Jones was the youngest of 15, he said during the interview. He moved to Carlsbad for a better place to live. Jones spent time doing farm work, railroad jobs and highway work.
"When I first came to Carlsbad, there were just mesquite bushes and cotton patches," he said. "There weren't no country clubs. Just mesquites and sand dunes."
But don't add bartending as a job he loved. In the interview, he said it was the worst job he had. He spent time as a bartender at several local bars, but the fights and drunks became too much for Jones he said. In fact, he credits bartending as one of the reasons he quit drinking in 1965.
While these two people reminisced on some of their good times in Carlsbad, both Huff and Jones spent most of their first years in Carlsbad witnessing segregation first hand.
"When I first came to Carlsbad it was segregated," Jones said. "When I first come here, I couldn't go in the café in front."
And segregation extended further than the restaurants.
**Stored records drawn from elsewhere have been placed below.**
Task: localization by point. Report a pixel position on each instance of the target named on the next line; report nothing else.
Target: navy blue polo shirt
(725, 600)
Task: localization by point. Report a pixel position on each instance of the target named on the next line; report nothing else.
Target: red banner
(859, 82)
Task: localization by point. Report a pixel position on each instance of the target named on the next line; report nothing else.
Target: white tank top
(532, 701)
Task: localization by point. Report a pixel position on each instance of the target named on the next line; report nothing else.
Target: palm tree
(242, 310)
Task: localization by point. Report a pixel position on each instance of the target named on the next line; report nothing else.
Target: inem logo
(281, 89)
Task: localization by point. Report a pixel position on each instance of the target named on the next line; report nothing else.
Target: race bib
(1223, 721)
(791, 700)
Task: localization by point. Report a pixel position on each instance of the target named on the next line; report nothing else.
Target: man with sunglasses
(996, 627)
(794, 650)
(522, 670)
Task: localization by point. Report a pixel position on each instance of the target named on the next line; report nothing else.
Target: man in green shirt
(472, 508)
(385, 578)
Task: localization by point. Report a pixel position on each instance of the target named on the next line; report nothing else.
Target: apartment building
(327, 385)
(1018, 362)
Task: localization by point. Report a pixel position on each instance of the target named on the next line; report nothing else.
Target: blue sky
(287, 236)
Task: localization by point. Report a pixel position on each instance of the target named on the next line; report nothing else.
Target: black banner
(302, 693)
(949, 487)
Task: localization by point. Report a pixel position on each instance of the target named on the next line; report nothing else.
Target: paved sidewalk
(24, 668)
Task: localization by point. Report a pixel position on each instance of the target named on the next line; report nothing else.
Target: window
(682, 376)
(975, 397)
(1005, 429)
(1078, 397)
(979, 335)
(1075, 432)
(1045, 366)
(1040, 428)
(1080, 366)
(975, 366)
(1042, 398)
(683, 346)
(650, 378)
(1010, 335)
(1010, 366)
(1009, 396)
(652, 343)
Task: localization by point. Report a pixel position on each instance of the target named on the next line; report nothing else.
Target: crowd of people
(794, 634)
Public schools were also, at one time, segregated.
Huff said African-Americans were not allowed to stay at the local hotels and motels on their trips from Hobbs to El Paso.
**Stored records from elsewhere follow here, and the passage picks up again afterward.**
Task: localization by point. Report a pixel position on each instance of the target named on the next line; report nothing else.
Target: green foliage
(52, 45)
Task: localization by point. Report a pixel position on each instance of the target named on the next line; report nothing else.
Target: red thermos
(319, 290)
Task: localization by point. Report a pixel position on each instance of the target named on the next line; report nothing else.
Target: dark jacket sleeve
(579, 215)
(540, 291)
"The black folks that would come through here, they had to go to El Paso to spend a night," Huff said. "They couldn't stop."
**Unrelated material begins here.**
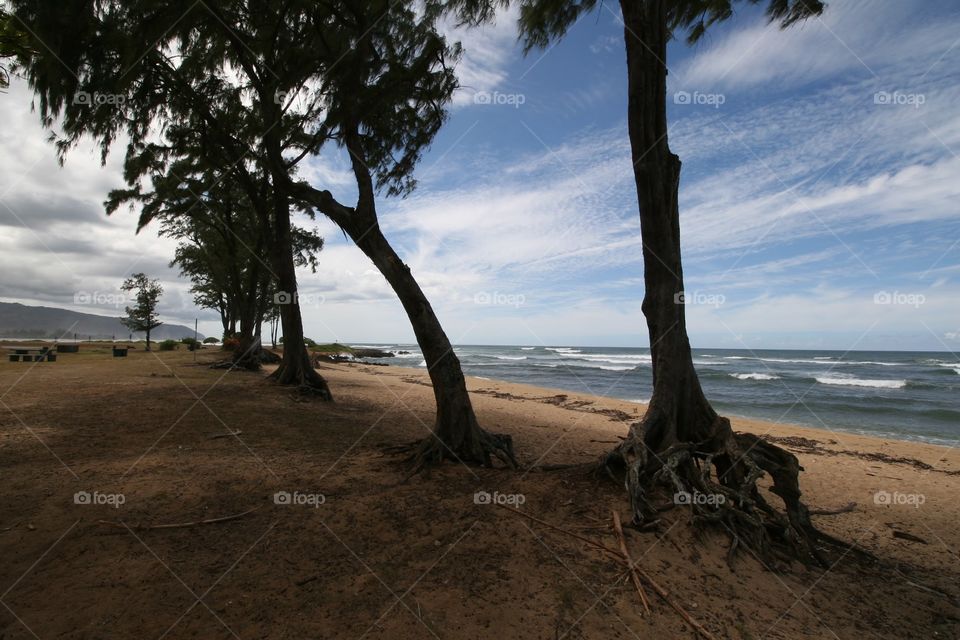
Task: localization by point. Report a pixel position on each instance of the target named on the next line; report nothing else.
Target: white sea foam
(859, 382)
(754, 376)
Huff said a local man at the time felt bad about accommodations for African-American so much he offered Huff the chance to take over a five-room motel. Huff was only required to pay utilities for the facility, which he said featured furnished beds and stoves.
Huff was able to manage the small motel for blacks, which was profitable enough for him to build a second one down San Jose Boulevard. Huff also opened up a grocery store, which he claims in the interview was the first African-American operated grocery store.
When desegregation became a requirement, Huff said he struggled to stay afloat. Many of the other hotels offered more amenities such as swimming pools and restaurants. His second motel, which still had a loan on it, was sold to another buyer, he said. But it didn't keep him down.
"I lost it," he said. "But it was all right because it was good for Negros to have better accommodations. They could stop anywhere they wanted to when the laws had passed."
It was a statement that prompted some chuckles from the board of the Carlsbad Municipal School District.
According Bernita Smith-Payne, her father, Emmitt Smith (then the principal of Washington Carver, a black school) asked the board to offer funding for the spring commencement for the senior graduating class for the school.
There was just one problem: Jimmy Lloyd Thomas was the only student graduating that year.
"The board laughed and asked 'don't you have just one student,'" she said. "My father told them he still was on track to graduate and needed to have a service."
So the board decided to allow Thomas to spend half a day at Carlsbad High and joined Carlsbad High School, at this time housed at P.R. Leyva, for the year's graduation ceremony, Smith-Payne said.
Thomas' inclusion happened a couple of years before the landmark Supreme Court case, Brown v. Board of Education in 1954, and paved the way for desegregation in the Carlsbad public school system. Since his graduation, Carlsbad was able to integrate smoothly, with little opposition. However, other communities did not embrace the change. Smith-Payne said other areas, such as Hobbs, suffered cross-burnings and protests similar to those that some Southern states experienced. Luckily, she said it never happened in this area.
"You're always going to see people who don't want to change," she said. "But it never got to the point of violence here."
Local historian Jed Howard of the Southeastern New Mexico Historical Society said he came across a newspaper article where the black band playing at the old Crawford Hotel was egged, but it seem like the only documentation of some sort of retaliation over desegregation.
Smith, who began working in Carlsbad in 1946, is often credited as a significant historical figure. He became the first black school administrator for the district.
"He was one of these people who love the community," Smith-Payne said. "He was involved in a whole bunch of things."
But Smith-Payne said desegregation was a joint effort from the entire community.